Sizes and PDIs in a desired range, however, do not automatically guarantee superior biological activity of target nanoparticles in vitro or in vivo. On the one hand, nanoparticles produced with controlled methods might show improved formulation characteristics and equal (but not better) biological activity. Members from our lab, for example, demonstrated the reproducible production of polyplexes from pDNA and LPEI (linear polyethylene imine) with an up-scaled micro-mixer. Compared with manually formulated polyplexes, both formulations showed comparable biological activity in vitro [
23]. On the other hand, formulations with larger PDIs and sizes might show apparently better transfection efficiencies in vitro. This is usually due to large particles literally “dropping” on the cells fixed to the bottom of the cell culture flask. A formulation with these properties, however, might fail in vivo.
All in all, the application of this versatile software enables the creation and automated execution of a sophisticated program consisting of many individual steps in order to increase control over the formulation process of nanoparticles and foster reproducibility, which will be most relevant for pharmaceutical production.
The next step on the course to automation is the integration of a fraction collector. The device developed here was designed to work with any standard well plate to realize product collection and separation. It is independent of the previously mentioned setup, which makes it suitable for a wide range of applications. It can be integrated into the target automated process, but it can also be used to gather products produced manually. Overall, it is a versatile addition to any product formulation setup relieving the user of additional manual labor.
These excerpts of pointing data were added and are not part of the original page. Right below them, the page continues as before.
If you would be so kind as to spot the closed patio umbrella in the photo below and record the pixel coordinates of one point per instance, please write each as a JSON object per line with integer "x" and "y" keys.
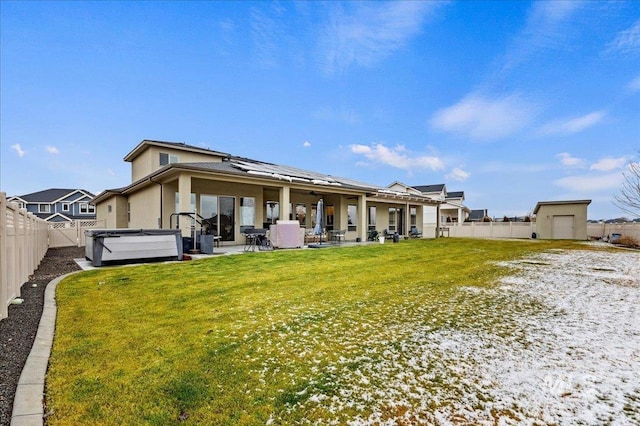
{"x": 317, "y": 230}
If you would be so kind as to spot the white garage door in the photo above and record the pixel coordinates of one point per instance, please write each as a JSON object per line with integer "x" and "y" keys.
{"x": 562, "y": 228}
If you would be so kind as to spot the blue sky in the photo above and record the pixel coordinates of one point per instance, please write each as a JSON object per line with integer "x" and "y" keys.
{"x": 510, "y": 102}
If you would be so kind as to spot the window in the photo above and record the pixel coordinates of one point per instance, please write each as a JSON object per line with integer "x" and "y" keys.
{"x": 330, "y": 213}
{"x": 168, "y": 159}
{"x": 352, "y": 217}
{"x": 314, "y": 215}
{"x": 301, "y": 214}
{"x": 220, "y": 211}
{"x": 273, "y": 211}
{"x": 247, "y": 212}
{"x": 392, "y": 219}
{"x": 372, "y": 218}
{"x": 87, "y": 208}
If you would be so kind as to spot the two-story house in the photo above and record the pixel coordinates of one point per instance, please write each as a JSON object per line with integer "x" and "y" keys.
{"x": 235, "y": 193}
{"x": 58, "y": 205}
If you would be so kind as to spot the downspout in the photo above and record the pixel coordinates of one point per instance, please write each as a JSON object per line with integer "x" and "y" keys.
{"x": 161, "y": 202}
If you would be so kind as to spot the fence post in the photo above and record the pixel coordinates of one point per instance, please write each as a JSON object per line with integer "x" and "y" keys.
{"x": 4, "y": 282}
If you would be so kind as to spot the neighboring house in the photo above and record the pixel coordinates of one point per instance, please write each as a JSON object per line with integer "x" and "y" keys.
{"x": 58, "y": 205}
{"x": 235, "y": 193}
{"x": 478, "y": 215}
{"x": 452, "y": 208}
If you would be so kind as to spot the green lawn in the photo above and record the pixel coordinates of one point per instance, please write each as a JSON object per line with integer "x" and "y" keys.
{"x": 281, "y": 337}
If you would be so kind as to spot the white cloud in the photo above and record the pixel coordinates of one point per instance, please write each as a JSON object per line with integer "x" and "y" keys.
{"x": 567, "y": 160}
{"x": 590, "y": 183}
{"x": 608, "y": 164}
{"x": 573, "y": 125}
{"x": 18, "y": 149}
{"x": 397, "y": 157}
{"x": 634, "y": 84}
{"x": 369, "y": 32}
{"x": 478, "y": 117}
{"x": 458, "y": 174}
{"x": 627, "y": 41}
{"x": 344, "y": 115}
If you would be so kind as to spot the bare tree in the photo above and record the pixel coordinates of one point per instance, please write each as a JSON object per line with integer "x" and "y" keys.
{"x": 628, "y": 199}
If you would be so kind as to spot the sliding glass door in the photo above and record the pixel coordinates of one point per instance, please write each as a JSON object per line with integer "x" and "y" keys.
{"x": 221, "y": 210}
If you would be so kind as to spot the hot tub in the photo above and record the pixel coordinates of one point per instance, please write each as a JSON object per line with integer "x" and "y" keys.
{"x": 128, "y": 245}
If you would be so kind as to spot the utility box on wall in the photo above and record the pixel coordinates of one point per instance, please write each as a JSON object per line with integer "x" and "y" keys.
{"x": 562, "y": 220}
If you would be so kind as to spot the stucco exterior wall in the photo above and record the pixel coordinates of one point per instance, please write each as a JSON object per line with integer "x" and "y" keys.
{"x": 149, "y": 160}
{"x": 145, "y": 208}
{"x": 113, "y": 212}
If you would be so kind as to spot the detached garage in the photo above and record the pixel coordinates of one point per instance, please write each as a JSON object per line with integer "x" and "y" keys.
{"x": 562, "y": 220}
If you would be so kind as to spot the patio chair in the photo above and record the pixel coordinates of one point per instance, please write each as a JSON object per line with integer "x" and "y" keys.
{"x": 339, "y": 236}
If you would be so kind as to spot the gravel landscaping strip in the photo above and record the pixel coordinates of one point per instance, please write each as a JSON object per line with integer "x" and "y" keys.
{"x": 18, "y": 330}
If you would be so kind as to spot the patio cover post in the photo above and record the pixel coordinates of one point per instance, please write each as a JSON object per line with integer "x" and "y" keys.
{"x": 285, "y": 200}
{"x": 438, "y": 220}
{"x": 362, "y": 221}
{"x": 184, "y": 203}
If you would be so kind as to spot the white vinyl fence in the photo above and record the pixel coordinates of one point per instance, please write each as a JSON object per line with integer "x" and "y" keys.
{"x": 599, "y": 230}
{"x": 66, "y": 234}
{"x": 492, "y": 229}
{"x": 23, "y": 243}
{"x": 526, "y": 229}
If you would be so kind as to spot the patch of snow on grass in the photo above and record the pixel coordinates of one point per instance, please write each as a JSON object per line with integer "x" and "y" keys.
{"x": 560, "y": 345}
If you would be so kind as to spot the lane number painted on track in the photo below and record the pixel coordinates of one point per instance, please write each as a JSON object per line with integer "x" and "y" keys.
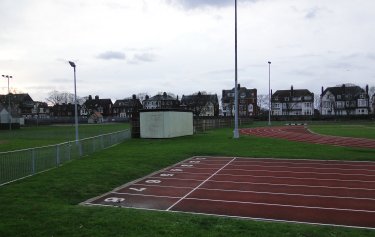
{"x": 153, "y": 181}
{"x": 114, "y": 199}
{"x": 166, "y": 175}
{"x": 138, "y": 189}
{"x": 187, "y": 165}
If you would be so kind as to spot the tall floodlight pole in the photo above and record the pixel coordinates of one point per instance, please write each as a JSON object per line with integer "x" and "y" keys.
{"x": 9, "y": 108}
{"x": 235, "y": 132}
{"x": 75, "y": 100}
{"x": 269, "y": 93}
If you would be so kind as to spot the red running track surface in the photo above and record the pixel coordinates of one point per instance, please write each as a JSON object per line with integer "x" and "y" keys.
{"x": 304, "y": 191}
{"x": 302, "y": 134}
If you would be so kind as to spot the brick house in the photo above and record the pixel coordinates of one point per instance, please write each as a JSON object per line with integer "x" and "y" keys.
{"x": 23, "y": 104}
{"x": 201, "y": 104}
{"x": 103, "y": 106}
{"x": 344, "y": 100}
{"x": 161, "y": 101}
{"x": 247, "y": 102}
{"x": 292, "y": 102}
{"x": 125, "y": 108}
{"x": 63, "y": 110}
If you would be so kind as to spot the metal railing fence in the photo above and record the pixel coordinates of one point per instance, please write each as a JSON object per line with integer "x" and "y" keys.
{"x": 19, "y": 164}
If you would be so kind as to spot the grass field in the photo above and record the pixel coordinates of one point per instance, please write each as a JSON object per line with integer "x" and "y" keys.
{"x": 366, "y": 130}
{"x": 27, "y": 137}
{"x": 47, "y": 204}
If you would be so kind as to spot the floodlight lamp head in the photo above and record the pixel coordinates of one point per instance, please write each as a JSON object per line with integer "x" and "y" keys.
{"x": 72, "y": 64}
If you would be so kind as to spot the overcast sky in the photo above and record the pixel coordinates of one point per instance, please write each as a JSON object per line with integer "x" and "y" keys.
{"x": 125, "y": 47}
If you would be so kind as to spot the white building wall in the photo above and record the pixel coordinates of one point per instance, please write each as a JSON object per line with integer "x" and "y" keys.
{"x": 166, "y": 124}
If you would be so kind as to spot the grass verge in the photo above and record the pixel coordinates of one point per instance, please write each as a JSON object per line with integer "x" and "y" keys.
{"x": 47, "y": 204}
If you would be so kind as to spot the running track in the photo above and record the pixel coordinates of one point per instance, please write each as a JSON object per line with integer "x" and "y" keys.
{"x": 304, "y": 191}
{"x": 302, "y": 134}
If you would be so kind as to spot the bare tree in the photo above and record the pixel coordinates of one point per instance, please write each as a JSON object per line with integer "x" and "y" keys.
{"x": 371, "y": 91}
{"x": 317, "y": 102}
{"x": 263, "y": 101}
{"x": 57, "y": 97}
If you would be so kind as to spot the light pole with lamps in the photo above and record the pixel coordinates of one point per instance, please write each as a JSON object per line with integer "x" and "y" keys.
{"x": 269, "y": 93}
{"x": 235, "y": 132}
{"x": 75, "y": 100}
{"x": 9, "y": 108}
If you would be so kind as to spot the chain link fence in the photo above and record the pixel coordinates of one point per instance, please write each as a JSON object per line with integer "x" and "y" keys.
{"x": 19, "y": 164}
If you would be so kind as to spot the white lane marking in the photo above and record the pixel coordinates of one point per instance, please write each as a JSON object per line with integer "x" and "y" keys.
{"x": 281, "y": 205}
{"x": 148, "y": 195}
{"x": 232, "y": 216}
{"x": 286, "y": 184}
{"x": 200, "y": 184}
{"x": 295, "y": 185}
{"x": 299, "y": 178}
{"x": 307, "y": 162}
{"x": 302, "y": 172}
{"x": 256, "y": 192}
{"x": 304, "y": 167}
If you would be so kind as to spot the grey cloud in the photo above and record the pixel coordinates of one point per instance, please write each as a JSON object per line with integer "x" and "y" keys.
{"x": 108, "y": 55}
{"x": 194, "y": 4}
{"x": 311, "y": 13}
{"x": 145, "y": 57}
{"x": 371, "y": 56}
{"x": 142, "y": 57}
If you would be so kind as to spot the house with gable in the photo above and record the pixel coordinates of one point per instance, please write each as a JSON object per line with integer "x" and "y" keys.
{"x": 292, "y": 102}
{"x": 22, "y": 103}
{"x": 13, "y": 117}
{"x": 344, "y": 100}
{"x": 201, "y": 104}
{"x": 103, "y": 106}
{"x": 161, "y": 101}
{"x": 125, "y": 108}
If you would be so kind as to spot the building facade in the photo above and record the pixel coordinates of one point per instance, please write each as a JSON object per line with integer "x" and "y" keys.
{"x": 161, "y": 101}
{"x": 103, "y": 106}
{"x": 247, "y": 102}
{"x": 344, "y": 100}
{"x": 126, "y": 107}
{"x": 201, "y": 104}
{"x": 292, "y": 102}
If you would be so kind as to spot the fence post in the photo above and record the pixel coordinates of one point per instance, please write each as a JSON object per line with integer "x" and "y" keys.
{"x": 57, "y": 155}
{"x": 33, "y": 161}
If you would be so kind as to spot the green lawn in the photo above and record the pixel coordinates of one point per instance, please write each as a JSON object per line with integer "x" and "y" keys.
{"x": 47, "y": 204}
{"x": 27, "y": 137}
{"x": 365, "y": 130}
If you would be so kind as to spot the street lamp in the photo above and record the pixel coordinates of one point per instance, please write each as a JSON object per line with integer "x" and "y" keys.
{"x": 235, "y": 132}
{"x": 9, "y": 108}
{"x": 269, "y": 93}
{"x": 75, "y": 100}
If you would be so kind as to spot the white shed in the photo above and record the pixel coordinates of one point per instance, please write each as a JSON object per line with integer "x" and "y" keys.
{"x": 166, "y": 123}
A well-known disadvantage of microfluidic systems is the scalability problem [
24]. Due to the utilization of fluid phenomena—for example, laminar flow—which are only present under certain conditions, the throughput of one microfluidic chip cannot be escalated indefinitely [
25]. The obvious solution to employ parallelization is a valid suggestion, but product output does only scale linearly in relation to dedicated resources at the current development stage of the system due to the many individual steps involved in setting up the device. However, a possible solution is already designed in the system. Since the setup is modular, any part of it can easily be replaced by a more efficient one [
40].
Placing the complete system into a laminar flow cabinet is a next obvious step for pharmaceutical applications. In the described work, nanoparticles were formulated outside of the cabinet and subsequently transferred inside for in vitro transfections of cells. With the complete system inside the cabinet, direct application of the product to the target cells could be achieved, which would decrease the influences of external factors and human interactions even further.